Bei den Pfadfinderinnen: Von Wichteln
Ziemlich erschöpft sind sie zurückgekommen, EMMA-Redakteurin Chantal Louis und Fotografin Bettina Flitner, von ihrem Pfingst- Wochenende bei den Pfadfinderinnen. Denn bei den Wichteln und den Rangerinnen muss frau zulangen können. "Selbst ist das Mädchen!" lautet heute das Credo der Jugendverbände, wo es kräftig rumort. Sowohl bei den Pfadfinderinnen, die - klugerweise? - 'jungenfrei' geblieben sind, als auch bei den Falkinnen, die den Jungmachos Paroli bieten.

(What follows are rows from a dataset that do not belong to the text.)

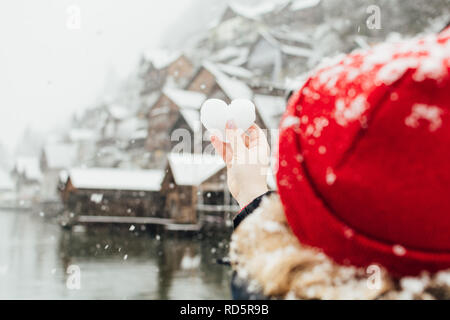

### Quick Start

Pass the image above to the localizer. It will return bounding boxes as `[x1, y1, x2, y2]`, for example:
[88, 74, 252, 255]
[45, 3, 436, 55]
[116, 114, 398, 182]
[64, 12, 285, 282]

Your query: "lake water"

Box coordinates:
[0, 211, 231, 299]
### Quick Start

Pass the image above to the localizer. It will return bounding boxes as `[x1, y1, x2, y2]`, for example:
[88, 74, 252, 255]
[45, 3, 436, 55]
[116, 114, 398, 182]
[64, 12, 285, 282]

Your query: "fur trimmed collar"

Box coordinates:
[230, 195, 450, 299]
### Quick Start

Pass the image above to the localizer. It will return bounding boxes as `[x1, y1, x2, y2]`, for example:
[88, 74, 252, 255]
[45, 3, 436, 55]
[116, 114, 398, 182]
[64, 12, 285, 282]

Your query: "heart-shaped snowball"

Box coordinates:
[200, 99, 256, 142]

"Scheiße! Das Zelt hat jetzt irgendwie zu viele Ecken." - "Dann spannen wir die eben weg. Krümel, kann das hier nach innen gespannt werden?" Ein Teenagerkopf mit rappelkurzem Bürstenhaarschnitt taucht aus den schwarzen Stoffmassen, die ein Zelt werden sollen, auf und begutachtet sie mit Kennerinnenblick. "Vor allem müßt ihr mal die Stangen versetzen!" Krümels Kopf verschwindet wieder im faltigen Stoffberg.
Eine Viertelstunde später ist die Anzahl der Zeltecken korrekt, das selbstgebaute Holzkreuz aus Ästen hält die Spitze goldrichtig. Das Zelt - auf pfadfinderisch: die Jurte - steht. 20 Meter weiter hügelaufwärts kämpfen ein paar Mädchen zwischen sieben und zehn - in der Pfadfinderinnensprache: Wichtel - immer noch erfolglos mit Holzkreuz, Stangen und Planen.
"Wenn das ein Lager mit Jungen und Mädchen wäre - dann hätten jetzt die Jungen das Zelt aufgebaut...", sagt Martina Cleve, Bundesmitarbeiterin der Pfadfinderinnenschaft St. Georg. "Das geht hier aber nicht."
Stattdessen stoßen ein paar ältere Mädchen plus Lagerleiterin Martina Schellenberg dazu. Die zieht ihr Taschenmesser aus der Jeans und schneidet passende Stücke von der Seilrolle ab. Zehn Minuten später steht auch die Wichtel-Jurte auf der großen Wiese, zwischen Hühnerstall und Hauptgebäude. Das "Pfingstlager" auf dem idyllischen Pützerhof, einem renovierten Bauernhof mitten in den Hügeln des Bergischen Landes, kann losgehen.
Vor dem Nachmittagsprogram wird gemeinsam ein Lied gesungen. Aus allen Ecken des Geländes strömen die rund 80 Mädchen zusammen und hocken sich um die große Feuerstelle in der Mitte des Lagers. Das Wichtel-Lied ist dran, finden die quirligen Mini-Pfadfinderinnen, die nicht nur an ihrer Körpergröße, sondern auch an ihrem leuchtend gelben Halstuch zu erkennen sind.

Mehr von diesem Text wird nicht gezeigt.